たとえば、教育の世界において、ペドフィリア(小児性愛)によって性犯罪を犯した教師に対して、「二度と教育界に関わって欲しくない」と意見を述べても、「厳しすぎる」という意見は、あまり出ないのではないかと思います。
もちろんそこにさえ寛容であれという方もいらっしゃるでしょう。演劇と教育は違うという方もいらっしゃるでしょう。しかし、私は演劇界も、せめて教育界と同程度には、このような事柄には厳しくあるべきだと考えます。これは犯罪者の更生の問題とは別次元の話です。理由については以下に書きます。

私は犯罪を冒した者が演劇界に戻ってきてはいけないと言っているわけではありません。窃盗などの犯歴があっても、法的な処罰がきちんと済んでいれば現場に復帰することは十分に可能でしょうし、可能であるべきです。しかし、今回の問題は、それとは質が異なると私は考えています。
アスリートがドーピングや敗退行為といった深刻な問題を起こした際には、その業界から永久追放される場合があります。それぞれの業界には、法的な罰則や更生の問題とは別に、その業界の(あるいは業界に対する信頼の)根底を揺るがすような行為に対しては独自の強い罰則規定が有形無形の形で存在します。これも法律論とは別次元で、社会的に許された制裁であり私刑とは異なります。
もう一点、今回の件が、一般の方にわかりにくかったのは、「キャスティングを餌に」というところが、どれほど深刻かが伝わりにくいのではないかとも感じました。
私たちはオーディションの際、ときに1000人2000人の中から一人の俳優を選びます。2000人から一人を選べば、残りの1999人からは恨まれます。我ながら、ひどい仕事だと思います。しかし、そのような行為がかろうじて許されているのは、オーディションが公平に行われているということが前提になっているからです。受験者たちは、チャンスは平等にあると信じています。俳優たちは、機会の平等のもと、才能という不平等と闘います。
未成年者を含む広範囲の演劇を志す人々に対して、キャスティングを餌に性的関係を迫った今回の市原氏の行為は、この信頼の根底を揺るがすものだったと私は思います。
もちろん犯罪と罰則や制裁の内容は相対的なものです。「演劇界に関わらない」という社会的制裁が重すぎると感じる人もいれば、軽すぎると感じる人もいるでしょう。しかし、私個人は、今回の件を、従来よりも重く受け止めるような演劇界に変えていく必要があると思っています。

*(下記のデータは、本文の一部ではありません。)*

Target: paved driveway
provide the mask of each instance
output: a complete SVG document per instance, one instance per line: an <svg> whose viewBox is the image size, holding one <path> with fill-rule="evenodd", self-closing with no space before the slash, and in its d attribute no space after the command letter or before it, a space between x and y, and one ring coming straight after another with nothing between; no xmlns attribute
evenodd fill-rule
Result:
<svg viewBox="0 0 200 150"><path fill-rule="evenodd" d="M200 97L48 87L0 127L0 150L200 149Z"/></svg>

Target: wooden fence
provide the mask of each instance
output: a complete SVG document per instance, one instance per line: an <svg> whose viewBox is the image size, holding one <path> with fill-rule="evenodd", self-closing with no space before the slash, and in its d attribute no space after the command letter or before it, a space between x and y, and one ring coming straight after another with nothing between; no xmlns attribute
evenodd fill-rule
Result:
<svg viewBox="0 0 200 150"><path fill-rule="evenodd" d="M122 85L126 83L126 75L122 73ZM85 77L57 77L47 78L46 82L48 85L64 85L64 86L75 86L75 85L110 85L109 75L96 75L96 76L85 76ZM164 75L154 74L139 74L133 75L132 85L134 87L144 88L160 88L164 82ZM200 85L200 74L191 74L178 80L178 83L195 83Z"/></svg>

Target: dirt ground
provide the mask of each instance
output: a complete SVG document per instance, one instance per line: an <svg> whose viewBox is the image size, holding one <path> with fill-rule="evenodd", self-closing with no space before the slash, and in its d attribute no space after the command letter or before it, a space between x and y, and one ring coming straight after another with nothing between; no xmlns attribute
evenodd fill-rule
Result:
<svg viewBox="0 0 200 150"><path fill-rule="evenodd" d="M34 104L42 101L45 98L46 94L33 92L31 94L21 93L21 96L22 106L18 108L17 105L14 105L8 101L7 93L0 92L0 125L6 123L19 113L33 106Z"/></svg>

演劇には、仕事という以外に「表現」という別の側面があります。それを規制するつもりは毛頭ありません。追放されたアスリートが、走ったり泳いだり野球をしたりすること自体を禁止されるわけではないように、演劇をするのは勝手です。自分で演劇を創って、家族や友達に見せることもできるでしょう。しかし、いわゆる「演劇界」には戻ってきて欲しくないというのが私の見解です。
「表現」という側面を、もっと優先すべきだという意見もあるでしょう。しかしそれでは、この手の問題を巡って、いつも散見される「やっていたことはよかったのに残念」「作品は素晴らしかったのにもったいない」といった消極的擁護論と同様になってしまうのではないかと私は危惧します。「Me too」という運動の一つの大事な特徴は、これまで、ともすれば「芸術」の美名の元、寛容に、あるいは曖昧に扱われてきたセクハラ行為を許さないという点にあると思います。セクハラだけではなく、人権を抑圧するような行為によって成り立つ芸術は、もはや許されない。特に日本の演劇界には、大きな意識改革が迫られていると感じています。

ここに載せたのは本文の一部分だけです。